En general, nuestra encuesta de abril [de 2022] reveló que aproximadamente unos 18 millones de adultos consideran tanto que la fuerza está justificada a favor de Trump como que Biden es un presidente ilegítimo. Estos 18 millones con simpatías insurreccionales pro-Trump tienen capacidades y entrenamiento peligrosos (8 millones poseen armas, 2 millones han pasado por el servicio militar) y potencial de crecimiento organizacional a corto plazo (1 millón es miembro de o conoce una milicia, 6 millones apoyan a grupos paramilitares anti-gubernamentales como los Oath Keepers y grupos extremistas como los Proud Boys).
El hallazgo central de nuestra encuesta es que el riesgo de violencia política pro-Trump no se limita a grupos violentos como los Oath Keepers, Proud Boys y grupos similares para los que la violencia es una parte central de su ideología, grupos militantes que comprenden un margen del 1 por ciento o menos de la población estadounidense. El riesgo de violencia política está relacionado con una minoría significativa, casi 10 veces mayor que aquellos que componen a esos grupos militantes, y que no es algo marginal sino que es [una tendencia] mainstream de la sociedad estadounidense.

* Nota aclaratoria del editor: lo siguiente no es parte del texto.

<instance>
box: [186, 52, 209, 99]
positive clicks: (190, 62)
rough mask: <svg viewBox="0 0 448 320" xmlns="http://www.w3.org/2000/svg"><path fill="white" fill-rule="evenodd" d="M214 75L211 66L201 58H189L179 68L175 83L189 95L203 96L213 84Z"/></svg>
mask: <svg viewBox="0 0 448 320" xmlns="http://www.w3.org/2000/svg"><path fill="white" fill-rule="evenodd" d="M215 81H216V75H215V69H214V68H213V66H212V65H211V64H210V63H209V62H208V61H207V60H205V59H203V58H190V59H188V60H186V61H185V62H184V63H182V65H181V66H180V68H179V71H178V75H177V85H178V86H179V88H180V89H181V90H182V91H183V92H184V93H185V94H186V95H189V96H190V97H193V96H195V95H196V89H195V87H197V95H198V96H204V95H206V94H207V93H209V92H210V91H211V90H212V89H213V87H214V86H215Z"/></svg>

Dicho ello, la justificación de la apelación a la violencia política no parece ser una prerrogativa de los Trumpistas. Según el informe referido, hay un significativo apoyo a la apelación a la violencia política de personas que se identifican como “liberals” o “progressives”: “unos 10 millones de demócratas consideran que se justifica el uso de la fuerza ‘para cambiar las leyes e instituciones estadounidenses que son fundamentalmente injustas’, mientras que otros tantos están de acuerdo en que ‘se justifica el uso de la fuerza contra la policía’''.
Para aquellos que creen que un camino podría ser el de la “unánime condena” a los episodios de violencia por parte de figuras políticas, pues muchas personalidades han decidido subirse a otro tren. Mientras el mismo Trump ha sido acusado por el January 6th Committee to Investigate the Assault on the US Capitol de intento de insurrección e incitación a la violencia, la retórica de importantes figuras del partido republicano se alinea cada vez más con la de su ex-líder. Hace pocos días, Lindsey Graham, el senador por la históricamente violenta Carolina del Sur - ese estado donde se sucedió el primer golpe de estado en la historia de los Estados Unidos -, profirió una expresa amenaza. Luego de la redada del FBI dijo en declaraciones a Fox News que “si Donald Trump es llevado a juicio por mal manejo de información clasificada después de la debacle de [Hillary] Clinton, habrá disturbios en las calles”.
Esto se suma a las siempre violentas diatribas del mismo Trump o de legisladores como Marjorie Taylor Greene, Lauren Boebert, Ted Cruz, y otras figuras de menor envergadura pero de proyección estadual o federal que parecen determinados a hacer de la violencia la base de su plataforma política.
En el artículo referido al comienzo de esta entrega, Alan Fuerer afirma que si bien la sucesión de episodios de violencia “puede parecer dispar, al ocurrir en diferentes momentos y lugares, y [siendo ejercida] hacia diferentes tipos de personas” - a lo que podríamos agregar anómala si lo pensamos en contextos más cercanos -, los especialistas en la materia señalan un común denominador:
“el uso intensificado de lenguaje belicoso, deshumanizante y apocalíptico, particularmente por parte de figuras prominentes de la política y los medios de comunicación (...) La ira puede ser una emoción realmente productiva para la política”, afirmó Lilliana Mason, profesora asociada de ciencias políticas en la Universidad Johns Hopkins. “Ayuda a motivar a las personas a participar en la democracia… pero puede convertirse fácilmente en violencia. Es una poderosa herramienta electoral que puede ser mal utilizada con facilidad”.